All Colorado agreed with her at the time—and then the mills of the Gods ground slowly and exceedingly fine. Tabor’s immense wealth evaporated.
But its going did not bring Horace back to her; he clung to Baby Doe until the end, four years after Augusta’s death. Never once was there the slightest rumor of any infidelity of his to her after 1881 and none of Baby Doe to him after their first meeting. It must have been galling to Augusta.
Maxcy Tabor inherited the money his mother had husbanded with such business acumen. He brought her body back from California and she was buried in Riverside cemetery. With the passage of the years Maxcy was laid to rest in Fairmount beside his wife; and Horace Tabor, in Mt. Olivet beside Baby Doe. Augusta lies alone in an old-fashioned cemetery, as alone as she lived her last fifteen years, terribly alone.

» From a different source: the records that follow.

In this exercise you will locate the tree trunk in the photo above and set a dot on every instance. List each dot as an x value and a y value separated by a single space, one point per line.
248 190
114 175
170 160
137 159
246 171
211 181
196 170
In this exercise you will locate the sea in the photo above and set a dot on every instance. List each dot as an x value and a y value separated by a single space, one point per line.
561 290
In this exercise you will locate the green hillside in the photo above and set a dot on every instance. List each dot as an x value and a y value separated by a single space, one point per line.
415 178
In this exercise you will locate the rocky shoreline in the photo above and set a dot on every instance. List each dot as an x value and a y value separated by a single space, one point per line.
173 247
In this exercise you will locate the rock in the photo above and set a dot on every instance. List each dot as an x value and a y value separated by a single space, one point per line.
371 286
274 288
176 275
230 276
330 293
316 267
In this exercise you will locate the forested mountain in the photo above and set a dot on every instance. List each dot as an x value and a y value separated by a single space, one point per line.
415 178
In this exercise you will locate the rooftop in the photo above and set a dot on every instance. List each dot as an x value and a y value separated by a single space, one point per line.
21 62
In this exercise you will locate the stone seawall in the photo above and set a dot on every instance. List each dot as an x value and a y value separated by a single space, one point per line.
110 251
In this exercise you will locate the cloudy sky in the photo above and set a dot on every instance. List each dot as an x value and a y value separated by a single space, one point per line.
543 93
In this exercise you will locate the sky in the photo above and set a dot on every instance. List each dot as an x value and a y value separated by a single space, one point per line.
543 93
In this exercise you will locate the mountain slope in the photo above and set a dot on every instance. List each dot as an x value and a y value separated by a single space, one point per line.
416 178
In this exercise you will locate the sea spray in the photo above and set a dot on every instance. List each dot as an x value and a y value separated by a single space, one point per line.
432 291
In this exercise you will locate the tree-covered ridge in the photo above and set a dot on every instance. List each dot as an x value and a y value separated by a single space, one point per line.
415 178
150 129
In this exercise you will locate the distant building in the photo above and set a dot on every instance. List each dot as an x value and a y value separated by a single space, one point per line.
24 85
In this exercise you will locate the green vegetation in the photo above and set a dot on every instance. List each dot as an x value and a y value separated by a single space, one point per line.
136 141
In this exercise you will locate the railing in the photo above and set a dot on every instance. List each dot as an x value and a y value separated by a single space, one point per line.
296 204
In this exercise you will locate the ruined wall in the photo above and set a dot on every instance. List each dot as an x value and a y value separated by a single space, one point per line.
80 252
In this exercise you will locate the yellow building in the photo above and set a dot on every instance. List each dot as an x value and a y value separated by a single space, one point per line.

For many years of her middle life Augusta was called “Leadville’s First Lady.” The nickname was spoken in affection and in admiration, and she was interviewed for the Leadville papers under that heading. Yes, she was a first lady in many ways, courageous and industrious and civic. The tragedy of her life lay in the fact that, although she was beloved of many, she lost the key to the only heart she wanted.